October 19, 2016

For some parents, receiving a diagnosis of Autism is a relief. They feel validated, and no longer feel the need to blame themselves for being ‘bad’ parents. For other parents, receiving a diagnosis of Autism can be painful, intimidating, distressing, and even infuriating. After receiving a diagnosis of Autism, it is important to remember that your child is still your child. Your child is still the same person, with the same laugh, and the same person you tucked in to bed the night before. A diagnosis of Autism is simply a way of communicating a constellation of symptoms that benefit from specific therapies, depending on the ‘type’ of Autism. After you receive the diagnosis, know that you are not alone, and there is reason to hope! There is help, there are supports. For your reference, please see: 100 Day Kit for Newly Diagnosed Families of Young Children from Autism Speaks, and The Do’s and Don’ts After an Autism Diagnosis.

100 Day Kit for Newly Diagnosed Families of Young Children from Autism Speaks

The Do's and Don'ts After an Autism Diagnosis

A Brief Explanation of Autism

Autism is a spectrum, meaning there are wide range of symptoms, skills, and strengths and challenges that characterize Autism. Children with Autism do not follow the typical pattern of development in regards to social and communication skills, and display some repetitive or stereotyped behaviors. In regard to social skills, parents often note that when their child was an infant or toddler, the child made little eye contact, looked at people’s faces less, and rarely initiated play. There is a decreased reciprocity in the attachment between the child and parent, and/or between the child and peers.

In regard to communication skills, parents often report that their child failed or was slow to respond to their name. Other reports stated that children failed or were slow to develop gestures such as pointing or showing things to others, spoke only in single words or repeated phrases they heard. Some children may develop language very early, while others may experience delays in acquiring language. Some parents may notice a regression in language skills after the second year. However, this is not always the case as some children are very verbal and possess an impressive vocabulary. For some children with Autism, language skills are a strength.

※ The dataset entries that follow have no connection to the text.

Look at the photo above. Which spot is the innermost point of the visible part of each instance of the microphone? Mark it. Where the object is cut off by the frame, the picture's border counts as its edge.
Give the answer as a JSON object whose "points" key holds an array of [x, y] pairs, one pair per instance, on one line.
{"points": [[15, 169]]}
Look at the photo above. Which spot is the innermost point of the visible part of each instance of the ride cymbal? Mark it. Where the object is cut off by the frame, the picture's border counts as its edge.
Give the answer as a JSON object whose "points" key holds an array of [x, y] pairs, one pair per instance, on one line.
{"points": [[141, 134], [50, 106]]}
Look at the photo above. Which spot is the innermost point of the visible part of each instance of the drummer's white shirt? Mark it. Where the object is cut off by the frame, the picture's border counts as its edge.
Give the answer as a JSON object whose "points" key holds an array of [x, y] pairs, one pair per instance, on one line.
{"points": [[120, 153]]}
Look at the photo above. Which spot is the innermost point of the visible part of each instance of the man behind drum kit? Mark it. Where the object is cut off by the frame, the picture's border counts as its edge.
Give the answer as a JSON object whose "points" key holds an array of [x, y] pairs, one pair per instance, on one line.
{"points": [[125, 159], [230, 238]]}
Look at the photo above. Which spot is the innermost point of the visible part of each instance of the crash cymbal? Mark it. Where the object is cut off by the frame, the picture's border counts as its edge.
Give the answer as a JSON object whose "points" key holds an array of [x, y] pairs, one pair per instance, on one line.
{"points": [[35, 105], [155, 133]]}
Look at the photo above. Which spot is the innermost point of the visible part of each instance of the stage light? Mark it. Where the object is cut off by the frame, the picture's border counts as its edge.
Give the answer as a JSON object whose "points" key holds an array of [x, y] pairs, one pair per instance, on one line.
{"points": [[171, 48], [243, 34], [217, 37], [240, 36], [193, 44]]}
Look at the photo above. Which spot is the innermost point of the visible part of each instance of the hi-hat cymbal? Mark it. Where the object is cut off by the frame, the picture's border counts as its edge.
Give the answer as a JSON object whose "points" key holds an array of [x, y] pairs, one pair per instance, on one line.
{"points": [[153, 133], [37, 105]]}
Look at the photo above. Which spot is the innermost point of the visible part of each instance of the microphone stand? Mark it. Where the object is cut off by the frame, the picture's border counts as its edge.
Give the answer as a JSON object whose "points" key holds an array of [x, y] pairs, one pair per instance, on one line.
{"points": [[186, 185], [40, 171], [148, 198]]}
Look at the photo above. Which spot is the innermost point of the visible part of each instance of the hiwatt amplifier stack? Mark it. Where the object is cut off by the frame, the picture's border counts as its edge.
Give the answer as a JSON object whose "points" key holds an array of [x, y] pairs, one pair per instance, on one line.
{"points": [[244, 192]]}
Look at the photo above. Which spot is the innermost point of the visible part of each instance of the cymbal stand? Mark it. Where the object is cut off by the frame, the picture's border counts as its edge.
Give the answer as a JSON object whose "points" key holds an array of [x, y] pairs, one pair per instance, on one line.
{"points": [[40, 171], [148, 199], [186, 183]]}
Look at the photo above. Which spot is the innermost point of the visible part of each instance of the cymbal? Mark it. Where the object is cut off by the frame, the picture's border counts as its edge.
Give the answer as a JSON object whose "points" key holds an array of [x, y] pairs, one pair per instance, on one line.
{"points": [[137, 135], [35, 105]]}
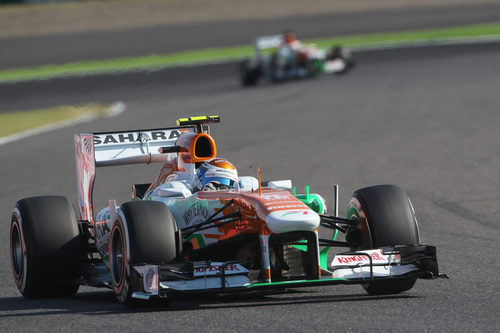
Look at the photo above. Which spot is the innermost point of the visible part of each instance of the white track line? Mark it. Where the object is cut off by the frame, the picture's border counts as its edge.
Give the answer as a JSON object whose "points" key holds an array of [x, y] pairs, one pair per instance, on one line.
{"points": [[114, 110]]}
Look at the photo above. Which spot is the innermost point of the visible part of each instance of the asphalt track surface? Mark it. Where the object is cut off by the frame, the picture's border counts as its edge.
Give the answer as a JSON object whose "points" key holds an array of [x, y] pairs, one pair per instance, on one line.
{"points": [[424, 119]]}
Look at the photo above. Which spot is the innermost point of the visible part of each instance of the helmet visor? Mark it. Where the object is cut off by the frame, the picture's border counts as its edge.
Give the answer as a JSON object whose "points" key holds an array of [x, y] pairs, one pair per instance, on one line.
{"points": [[223, 181]]}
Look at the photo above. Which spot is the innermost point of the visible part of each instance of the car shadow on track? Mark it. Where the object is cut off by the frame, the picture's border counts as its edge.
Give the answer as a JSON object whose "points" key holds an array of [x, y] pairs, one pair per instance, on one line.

Children with Autism tend to display repetitive or unusual behaviors, and can be either discrete or very noticeable. For example, some children may repeatedly flap their arms or walk in specific patterns, while others may subtly move their fingers by their eyes. These repetitive actions and gestures are sometimes called "stereotyped behaviors."

Children with Autism tend to have very focused interests and may become fascinated with moving objects or parts of objects, such as the wheels on a moving car. They may spend a long time organizing items in a certain way, only to become very upset if any of the items are moved. Children with Autism are often intelligent and develop strong interests in one particular area, such as the alphabet, numbers, symbols, trains, or science topics. Children with ASD may also possess very strong memory for events and facts.

Some children categorically have Autism, while others may only have a dimensional diagnosis of Autism. A dimensional diagnosis of Autism means that the child is exhibiting symptoms of Autism, but does not categorically have Autism. Some children are referred for an Autism evaluation by their school, but based on the results of the evaluation, the child may have ADHD and a language disorder, or sensory processing problems, and as a result show symptoms of Autism. In these cases, if the core issues are addressed appropriately, the child may not meet criteria for an Autism diagnosis at a later evaluation.